I then went to Potsdam to present a paper on my research at the International Society for Cultural History Conference. This year’s theme was “Embodied Histories: Cultural History of, in, and through the Human Body.” The conference was very interdisciplinary, and I was pleased to find a strong presence of both Medical Historians and Art Historians—a rare combination of interlocutors, yet ideal for my interdisciplinary research interests! One of the keynote speakers, Prof. Änne Söll, was presenting on her recent research into a hand-drawn catalogue of sexual bathroom graffiti by the artist Rudolf Wacker, which she approached as a form of sexual ethnography contextualised within contemporary sexological practices. We’ve kept in touch, and I will be chairing a panel at a workshop on Queer Avant-gardes that she is running in Bochum in December.
The support of GHS funding was invaluable to my research pursuits this summer, enabling language learning, archival research, and academic networking opportunities that have proved key to the development of my doctoral work. I am very grateful, and look forward to remaining engaged with the society moving forward.

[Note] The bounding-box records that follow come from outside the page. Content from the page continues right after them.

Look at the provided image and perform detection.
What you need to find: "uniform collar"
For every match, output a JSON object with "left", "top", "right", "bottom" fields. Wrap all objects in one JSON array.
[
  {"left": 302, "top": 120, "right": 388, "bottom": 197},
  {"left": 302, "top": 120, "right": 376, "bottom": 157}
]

Ciaran Hervás (they/them) is a PhD student in the History of Art department at the University of Cambridge and a Harvard-UK Fellow on the Harvard Herchel Smith Scholarship. They received their A.B. in History & Literature from Harvard University in 2021, and their MPhil in Multi-Disciplinary Gender Studies from the University of Cambridge in 2022. Their doctoral research examines the intersections between sexology and the artistic avant-garde in interwar Paris and Berlin, with a focus on photography as a common visual language between scientific and artistic spheres in the exploration of the sexed and gendered body.